When working with YugabyteDB, especially in large or distributed deployments, understanding how your tables and indexes are partitioned is critical for performance, scaling, and predictable query behavior. But here’s the challenge: you may not always remember how you defined it.
Did you specify HASH or RANGE when creating that index? What if you didn’t specify it at all?
Let’s explore how to check, why it matters, and what YugabyteDB does by default.
Why Partitioning Method Matters
YugabyteDB (YSQL) distributes table and index data across tablets using either:
Hash partitioning: evenly distributes rows by hashing one or more columns.
Range partitioning: sorts data by one or more columns, useful for ordered queries or time-series data.
Choosing the wrong one can result in:
Hotspots (for range-based ingestion on a hash index)
Poor performance on range queries (on a hash-partitioned table)
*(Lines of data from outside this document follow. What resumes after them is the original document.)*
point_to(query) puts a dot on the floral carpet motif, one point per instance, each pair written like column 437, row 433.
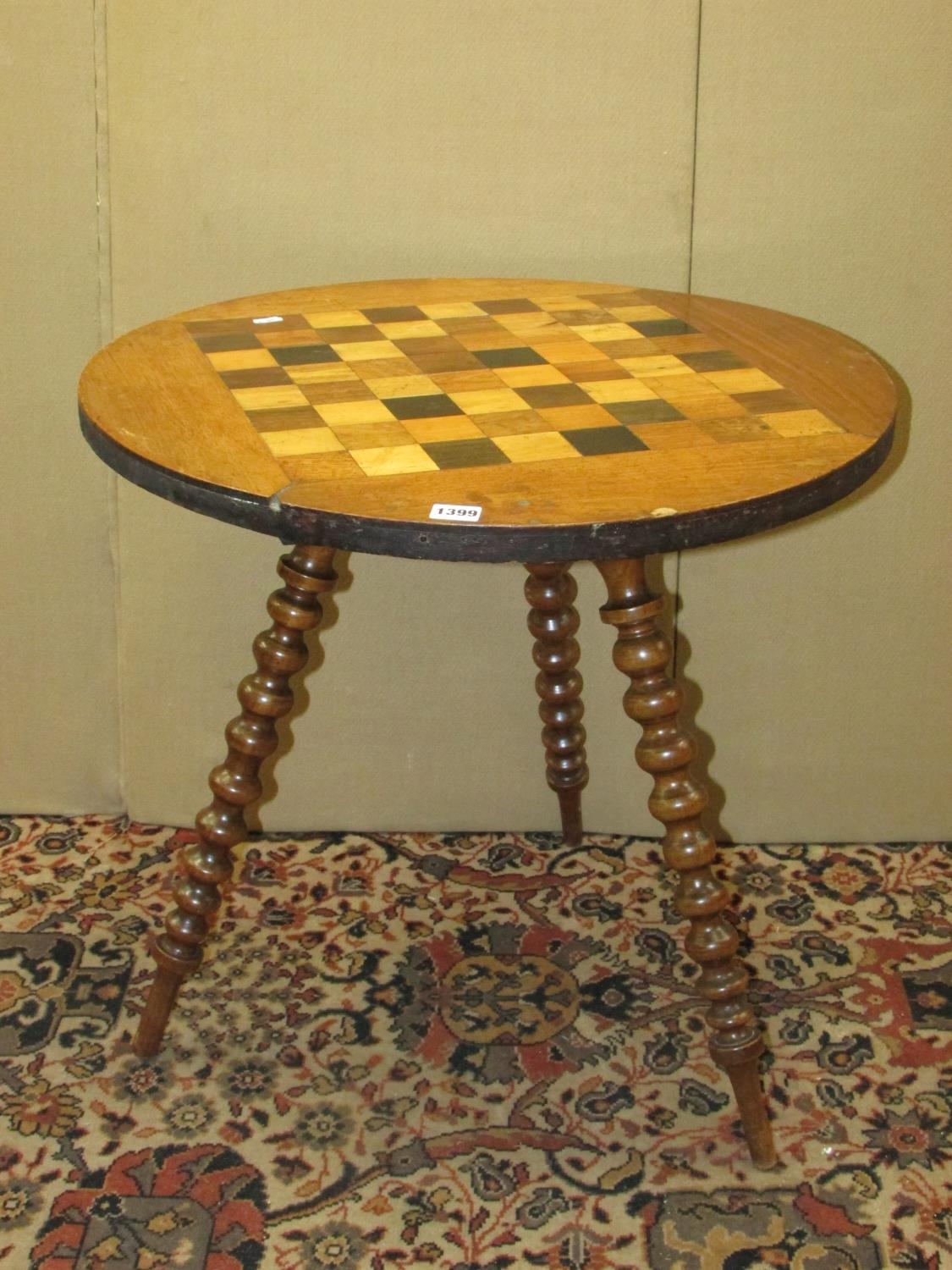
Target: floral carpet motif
column 467, row 1052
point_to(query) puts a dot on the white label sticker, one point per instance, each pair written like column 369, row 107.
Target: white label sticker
column 456, row 512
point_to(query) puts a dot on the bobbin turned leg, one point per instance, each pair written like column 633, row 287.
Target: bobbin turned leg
column 550, row 591
column 665, row 749
column 264, row 696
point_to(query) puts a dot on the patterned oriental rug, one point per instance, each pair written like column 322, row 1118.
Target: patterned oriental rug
column 467, row 1052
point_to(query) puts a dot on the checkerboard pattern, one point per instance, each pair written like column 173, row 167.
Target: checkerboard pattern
column 386, row 391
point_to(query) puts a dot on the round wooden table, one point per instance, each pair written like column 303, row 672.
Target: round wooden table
column 493, row 419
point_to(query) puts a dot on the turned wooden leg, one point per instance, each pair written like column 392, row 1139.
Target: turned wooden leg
column 665, row 749
column 264, row 696
column 550, row 591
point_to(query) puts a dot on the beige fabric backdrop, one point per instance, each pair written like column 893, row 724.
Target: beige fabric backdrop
column 248, row 146
column 58, row 748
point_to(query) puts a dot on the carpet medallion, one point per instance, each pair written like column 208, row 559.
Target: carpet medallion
column 469, row 1052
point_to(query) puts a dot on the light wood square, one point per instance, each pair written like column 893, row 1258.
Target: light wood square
column 741, row 381
column 404, row 385
column 332, row 467
column 322, row 373
column 386, row 368
column 366, row 350
column 559, row 304
column 409, row 329
column 393, row 460
column 492, row 401
column 619, row 390
column 241, row 360
column 695, row 398
column 520, row 323
column 568, row 351
column 449, row 427
column 355, row 411
column 801, row 423
column 568, row 418
column 658, row 366
column 672, row 436
column 536, row 447
column 371, row 436
column 301, row 441
column 338, row 318
column 461, row 309
column 531, row 376
column 467, row 381
column 479, row 340
column 271, row 398
column 512, row 423
column 601, row 333
column 639, row 312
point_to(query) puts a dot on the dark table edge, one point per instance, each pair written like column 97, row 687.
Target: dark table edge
column 489, row 543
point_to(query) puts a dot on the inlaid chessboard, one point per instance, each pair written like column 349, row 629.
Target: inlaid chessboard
column 385, row 391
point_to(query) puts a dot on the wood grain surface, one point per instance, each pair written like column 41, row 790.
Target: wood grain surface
column 581, row 419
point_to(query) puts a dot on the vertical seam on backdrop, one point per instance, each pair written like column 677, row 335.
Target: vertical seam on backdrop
column 691, row 279
column 104, row 305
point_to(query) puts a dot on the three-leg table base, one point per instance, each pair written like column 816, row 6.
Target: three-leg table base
column 665, row 751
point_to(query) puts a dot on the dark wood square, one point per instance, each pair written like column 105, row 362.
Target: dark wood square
column 225, row 343
column 642, row 411
column 603, row 441
column 508, row 306
column 256, row 378
column 477, row 452
column 301, row 355
column 429, row 406
column 663, row 327
column 399, row 312
column 291, row 417
column 441, row 363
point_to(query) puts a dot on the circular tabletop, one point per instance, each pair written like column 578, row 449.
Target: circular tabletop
column 493, row 418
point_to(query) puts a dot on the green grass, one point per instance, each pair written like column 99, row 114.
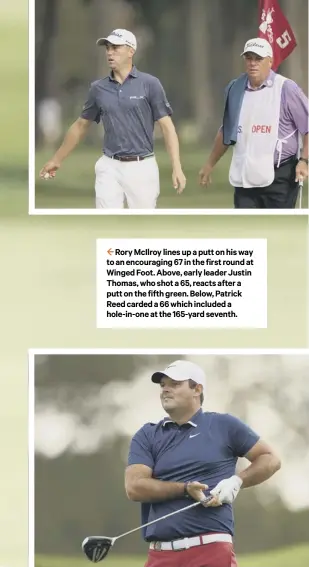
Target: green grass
column 73, row 186
column 288, row 557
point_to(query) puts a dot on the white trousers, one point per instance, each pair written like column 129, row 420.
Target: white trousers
column 137, row 182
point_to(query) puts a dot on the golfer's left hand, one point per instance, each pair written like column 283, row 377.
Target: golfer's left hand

Unexpected query plans or tablet layouts
What If You Don’t Specify HASH or RANGE?
If you don’t explicitly declare the partitioning method in your PRIMARY KEY or INDEX definition, YugabyteDB uses the default defined by the GUC:
yugabyte=# SELECT setting, short_desc FROM pg_settings WHERE name = 'yb_use_hash_splitting_by_default';
setting | short_desc
---------+-----------------------------------------------------------------------------------------------
on | Enables hash splitting as the default method for primary key and index sorting in LSM indexes
(1 row)
That’s the default setting as of YugbayteDB 2024.2.4.0 and below. However, that’s subject to change in future releases.
yb_use_hash_splitting_by_default is switched to off! How to Tell What You Used (After the Fact)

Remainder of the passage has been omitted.